A personal vision document regarding Roomware

Posted on March 1, 2010

4


Roomware and the Roomware project were started by Robert Gaal, Tijs Teulings and James Burke in 2006. I got involved by hosting their workshops in 2006 and part of 2007 in my office space.

This is my story as it has evolved thinking, presenting and working on it in 2009 (writing some new components and a Roomware Socket Server at the end of 2009: operating as a message based Event Switchbox – see this presentation).

Roomware

From the Roomware project website:

The Roomware Project is an open-source framework for interactive spaces. It allows developers of multiple origins to enhance any venue or event using technologies such as BlueTooth and RFID.
“Roomware” is an application running in a defined space. For instance: linking people’s photographs to the screens of a club, sharing musical tastes with the DJ, finding other interesting people on your mobile phone, a photo booth activated by the entry tickets of two people, etc.

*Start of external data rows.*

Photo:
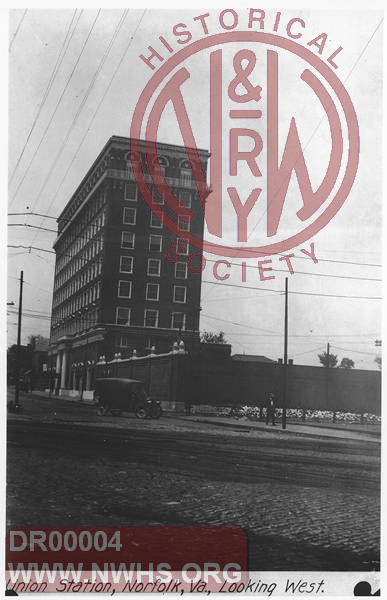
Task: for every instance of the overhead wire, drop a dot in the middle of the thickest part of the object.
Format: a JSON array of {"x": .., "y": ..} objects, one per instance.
[
  {"x": 101, "y": 102},
  {"x": 61, "y": 55},
  {"x": 26, "y": 171},
  {"x": 17, "y": 30},
  {"x": 314, "y": 274},
  {"x": 79, "y": 110}
]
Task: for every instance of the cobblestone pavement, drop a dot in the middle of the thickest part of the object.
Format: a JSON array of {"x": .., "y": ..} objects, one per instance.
[{"x": 291, "y": 524}]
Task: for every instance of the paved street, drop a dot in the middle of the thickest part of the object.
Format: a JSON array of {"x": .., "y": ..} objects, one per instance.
[{"x": 305, "y": 502}]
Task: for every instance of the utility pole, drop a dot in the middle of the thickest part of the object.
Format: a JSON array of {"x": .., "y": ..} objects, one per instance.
[
  {"x": 285, "y": 366},
  {"x": 327, "y": 378},
  {"x": 17, "y": 406}
]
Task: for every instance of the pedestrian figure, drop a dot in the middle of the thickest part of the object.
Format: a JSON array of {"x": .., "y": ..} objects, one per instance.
[{"x": 270, "y": 409}]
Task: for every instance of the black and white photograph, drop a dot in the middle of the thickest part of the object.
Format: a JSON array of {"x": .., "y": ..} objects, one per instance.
[{"x": 194, "y": 300}]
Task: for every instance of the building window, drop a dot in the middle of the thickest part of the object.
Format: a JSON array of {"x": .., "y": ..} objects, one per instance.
[
  {"x": 179, "y": 293},
  {"x": 154, "y": 266},
  {"x": 127, "y": 239},
  {"x": 155, "y": 242},
  {"x": 124, "y": 341},
  {"x": 181, "y": 247},
  {"x": 152, "y": 291},
  {"x": 129, "y": 215},
  {"x": 124, "y": 289},
  {"x": 155, "y": 221},
  {"x": 126, "y": 264},
  {"x": 149, "y": 345},
  {"x": 122, "y": 315},
  {"x": 151, "y": 317},
  {"x": 130, "y": 191},
  {"x": 185, "y": 199},
  {"x": 186, "y": 178},
  {"x": 178, "y": 321},
  {"x": 181, "y": 270},
  {"x": 160, "y": 196},
  {"x": 183, "y": 223}
]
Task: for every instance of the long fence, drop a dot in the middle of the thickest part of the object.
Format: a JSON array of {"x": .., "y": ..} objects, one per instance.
[{"x": 178, "y": 380}]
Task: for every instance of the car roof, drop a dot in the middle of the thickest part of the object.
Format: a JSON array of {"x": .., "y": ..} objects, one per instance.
[{"x": 118, "y": 380}]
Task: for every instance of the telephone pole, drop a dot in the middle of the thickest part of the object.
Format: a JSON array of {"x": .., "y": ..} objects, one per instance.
[
  {"x": 285, "y": 366},
  {"x": 17, "y": 368}
]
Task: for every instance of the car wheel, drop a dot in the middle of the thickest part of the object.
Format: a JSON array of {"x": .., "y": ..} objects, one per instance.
[
  {"x": 116, "y": 412},
  {"x": 155, "y": 412},
  {"x": 141, "y": 412},
  {"x": 102, "y": 410}
]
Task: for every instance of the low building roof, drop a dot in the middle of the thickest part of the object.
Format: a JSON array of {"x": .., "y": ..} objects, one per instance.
[{"x": 252, "y": 358}]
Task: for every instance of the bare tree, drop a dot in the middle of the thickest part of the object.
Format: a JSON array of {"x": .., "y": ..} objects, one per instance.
[
  {"x": 328, "y": 360},
  {"x": 209, "y": 337}
]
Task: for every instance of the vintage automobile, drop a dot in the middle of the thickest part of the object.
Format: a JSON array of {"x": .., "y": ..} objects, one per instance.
[{"x": 118, "y": 394}]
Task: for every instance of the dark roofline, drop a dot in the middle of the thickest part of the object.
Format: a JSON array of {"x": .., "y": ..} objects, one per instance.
[{"x": 118, "y": 139}]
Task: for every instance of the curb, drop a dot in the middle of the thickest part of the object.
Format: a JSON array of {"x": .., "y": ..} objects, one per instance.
[{"x": 270, "y": 429}]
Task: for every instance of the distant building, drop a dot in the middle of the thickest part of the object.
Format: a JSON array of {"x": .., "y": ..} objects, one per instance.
[{"x": 114, "y": 290}]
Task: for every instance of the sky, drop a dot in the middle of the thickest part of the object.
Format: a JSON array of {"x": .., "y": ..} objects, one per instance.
[{"x": 75, "y": 77}]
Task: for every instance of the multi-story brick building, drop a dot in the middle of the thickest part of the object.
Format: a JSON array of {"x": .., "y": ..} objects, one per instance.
[{"x": 114, "y": 289}]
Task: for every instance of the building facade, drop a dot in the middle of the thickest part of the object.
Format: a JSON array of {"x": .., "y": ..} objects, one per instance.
[{"x": 124, "y": 283}]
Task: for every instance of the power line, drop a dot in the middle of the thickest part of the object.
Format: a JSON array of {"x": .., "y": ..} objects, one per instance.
[
  {"x": 17, "y": 30},
  {"x": 305, "y": 272},
  {"x": 247, "y": 287},
  {"x": 110, "y": 228},
  {"x": 54, "y": 72},
  {"x": 58, "y": 101},
  {"x": 100, "y": 102},
  {"x": 319, "y": 123},
  {"x": 240, "y": 324},
  {"x": 328, "y": 260},
  {"x": 80, "y": 108},
  {"x": 356, "y": 351}
]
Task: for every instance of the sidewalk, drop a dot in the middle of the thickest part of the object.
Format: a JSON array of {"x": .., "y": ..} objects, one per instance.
[
  {"x": 314, "y": 429},
  {"x": 302, "y": 429}
]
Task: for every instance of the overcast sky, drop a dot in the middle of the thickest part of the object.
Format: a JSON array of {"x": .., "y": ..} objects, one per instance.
[{"x": 54, "y": 138}]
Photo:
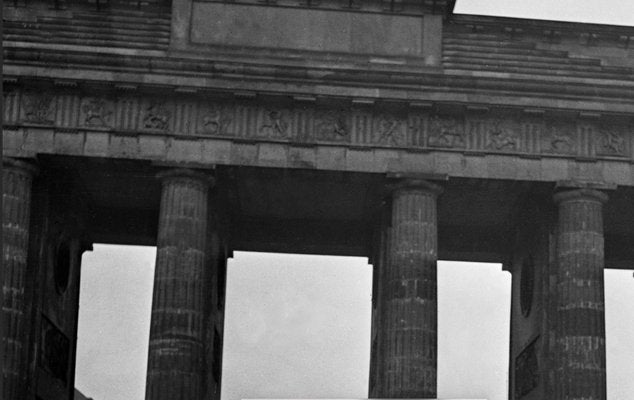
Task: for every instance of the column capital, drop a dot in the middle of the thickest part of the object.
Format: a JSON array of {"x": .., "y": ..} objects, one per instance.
[
  {"x": 186, "y": 174},
  {"x": 414, "y": 184},
  {"x": 580, "y": 194},
  {"x": 14, "y": 163}
]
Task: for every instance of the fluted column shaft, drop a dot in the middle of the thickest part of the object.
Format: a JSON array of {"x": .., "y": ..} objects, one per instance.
[
  {"x": 580, "y": 311},
  {"x": 411, "y": 298},
  {"x": 175, "y": 362},
  {"x": 17, "y": 180}
]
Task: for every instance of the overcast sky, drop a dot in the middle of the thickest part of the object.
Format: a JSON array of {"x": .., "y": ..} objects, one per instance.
[{"x": 299, "y": 326}]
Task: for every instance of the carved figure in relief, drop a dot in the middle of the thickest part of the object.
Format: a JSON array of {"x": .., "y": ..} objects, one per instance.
[
  {"x": 38, "y": 108},
  {"x": 216, "y": 121},
  {"x": 611, "y": 141},
  {"x": 331, "y": 125},
  {"x": 156, "y": 117},
  {"x": 275, "y": 124},
  {"x": 561, "y": 140},
  {"x": 388, "y": 131},
  {"x": 446, "y": 132},
  {"x": 96, "y": 112},
  {"x": 501, "y": 138}
]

Roomware is about spaces, people and data. By binding them / connecting them you can create environments:

  1. Responding to people entering and moving in that space
  2. Providing people feedback on what is going in in that space
  3. Which allow people to connect to other people using the space itself
  4. Which allow people to share data with other people and the space, using the space itself

The rooms or spaces themselves become “intelligent” and responsive.

“Rooms” and “Spaces” are not limited to houses or buildings. Entire cities and countries can be connected using the principles of Roomware.

“Web 4.0”

Web 4.0 is the term I started using in 2008 for Roomware, as a catchy marketing-term and mocking the “web 2.0″ and web 3.0” movements. From the WordPress blog I created in June 2008 and have not updated since then:

“Web 4.0” is about the manifestation and connection of the “Web” in and with the real world. This can be by the projection of peoples “Data Clouds” onto public screens or by connecting sensors to data aggregators in the web and use that data for different purposes – like measuring the levels of air-pollution in a city.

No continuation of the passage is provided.